何だか、えらく大荷物になったなとは思ったんだ。
でも、すごく丁寧に梱包してくれたのかもしれないし、人にやっといて貰って、梱包が大袈裟だなんて文句をつけられる筈がない。
丁寧にお礼を述べて、車に運んでもらい、我が家の前まで琉旺さんが送ってくれた。
遼ちゃんは、大学のお友達と晩御飯を食べに行っているらしくて、まだ帰ってなかった。
荷物は、俺が運んでやるよという、琉旺さんの言葉に、大きいから助かるなと思ったのも事実だ。
彼は、わざわざ車を近くのコインパーキングに停めて荷物を運んでくれた。
そこまでして貰ったのに、お茶の一つも出さないのは心苦しくて、
「どうぞ上がってください。
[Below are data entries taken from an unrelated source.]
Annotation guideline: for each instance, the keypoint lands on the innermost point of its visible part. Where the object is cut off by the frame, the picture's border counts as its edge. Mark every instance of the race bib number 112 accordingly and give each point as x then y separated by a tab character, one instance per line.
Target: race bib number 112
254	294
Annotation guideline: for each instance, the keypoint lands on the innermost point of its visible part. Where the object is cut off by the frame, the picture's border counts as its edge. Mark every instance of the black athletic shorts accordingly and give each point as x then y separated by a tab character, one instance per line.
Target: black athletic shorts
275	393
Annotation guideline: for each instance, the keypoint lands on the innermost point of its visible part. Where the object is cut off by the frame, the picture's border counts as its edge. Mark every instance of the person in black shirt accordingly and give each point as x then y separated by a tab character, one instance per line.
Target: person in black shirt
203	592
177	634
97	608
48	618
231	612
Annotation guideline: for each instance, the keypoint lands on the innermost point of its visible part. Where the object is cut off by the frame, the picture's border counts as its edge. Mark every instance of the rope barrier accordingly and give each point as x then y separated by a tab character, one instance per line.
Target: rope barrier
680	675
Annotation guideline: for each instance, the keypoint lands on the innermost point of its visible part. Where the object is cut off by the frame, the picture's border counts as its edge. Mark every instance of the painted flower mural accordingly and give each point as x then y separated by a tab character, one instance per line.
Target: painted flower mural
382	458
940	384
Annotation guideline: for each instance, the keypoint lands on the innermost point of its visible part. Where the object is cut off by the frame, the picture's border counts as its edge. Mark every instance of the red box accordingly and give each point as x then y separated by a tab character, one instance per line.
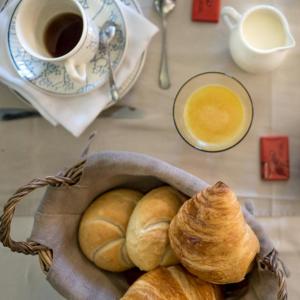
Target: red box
274	153
206	10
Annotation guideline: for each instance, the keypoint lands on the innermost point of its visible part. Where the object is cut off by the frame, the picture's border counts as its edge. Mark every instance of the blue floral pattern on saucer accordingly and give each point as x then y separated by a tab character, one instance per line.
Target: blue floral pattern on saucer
53	78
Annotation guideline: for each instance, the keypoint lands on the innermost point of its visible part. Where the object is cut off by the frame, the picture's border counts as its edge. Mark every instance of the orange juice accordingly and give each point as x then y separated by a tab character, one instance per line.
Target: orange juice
214	115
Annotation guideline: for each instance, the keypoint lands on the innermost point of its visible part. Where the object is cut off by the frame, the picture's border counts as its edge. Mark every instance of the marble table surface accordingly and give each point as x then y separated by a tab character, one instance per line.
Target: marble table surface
33	148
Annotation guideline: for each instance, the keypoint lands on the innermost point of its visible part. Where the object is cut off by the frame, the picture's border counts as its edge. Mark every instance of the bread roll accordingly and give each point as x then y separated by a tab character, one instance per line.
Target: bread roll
173	283
147	238
211	238
103	227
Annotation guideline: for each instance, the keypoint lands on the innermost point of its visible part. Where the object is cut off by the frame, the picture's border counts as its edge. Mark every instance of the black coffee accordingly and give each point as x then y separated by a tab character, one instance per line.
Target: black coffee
63	33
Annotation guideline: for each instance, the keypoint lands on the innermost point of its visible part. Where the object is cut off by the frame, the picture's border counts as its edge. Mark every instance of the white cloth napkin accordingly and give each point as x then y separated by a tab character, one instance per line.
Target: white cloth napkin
75	113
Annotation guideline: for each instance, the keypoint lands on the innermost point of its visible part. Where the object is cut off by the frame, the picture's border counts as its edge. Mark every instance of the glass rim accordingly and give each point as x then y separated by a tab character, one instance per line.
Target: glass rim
249	98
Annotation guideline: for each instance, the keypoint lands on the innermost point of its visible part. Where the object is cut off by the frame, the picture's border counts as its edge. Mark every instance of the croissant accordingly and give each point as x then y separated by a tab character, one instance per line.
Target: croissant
211	238
172	283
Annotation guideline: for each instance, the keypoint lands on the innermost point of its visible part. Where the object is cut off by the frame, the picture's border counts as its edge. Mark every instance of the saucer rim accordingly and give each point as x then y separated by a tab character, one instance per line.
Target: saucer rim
128	87
100	82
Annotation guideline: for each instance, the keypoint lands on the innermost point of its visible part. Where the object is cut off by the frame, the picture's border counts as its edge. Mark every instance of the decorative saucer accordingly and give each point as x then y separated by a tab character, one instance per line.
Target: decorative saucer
53	78
133	77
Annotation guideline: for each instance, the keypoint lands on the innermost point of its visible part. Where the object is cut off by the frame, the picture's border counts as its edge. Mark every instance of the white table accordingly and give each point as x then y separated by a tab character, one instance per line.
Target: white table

お茶でも入れますんで」
と、誘ったのも私だ。
で、上がり込んだ琉旺さんは、シュウちゃんも連れてきた。
私的には、大歓迎だ。
シュウちゃんは、今一番の推しなんだから、断る理由なんてない。
でも、シュウちゃんが言ったんだよね。
「すみません、お嬢さん。お世話になります」
って。
シュウちゃんも、お茶を飲むのかなぁ?と思った。
だから、シュウちゃんの分のお茶も入れた。
そうして、茶の間のテーブルにお茶を並べようとして、ふっと琉旺さんの方を見たら、なぜか彼は、お屋敷で見慣れたホームウェアに着替えて寛いでいた。
あれ?
何でだろう?
お金持ちは、お茶を飲むのにわざわざ着替えるのかな?
「陽菜子、俺、どこで寝ればいい?俺は、陽菜子と一緒でも構わないぞ」
彼は、嬉しそうに頬を染めて、私を見た。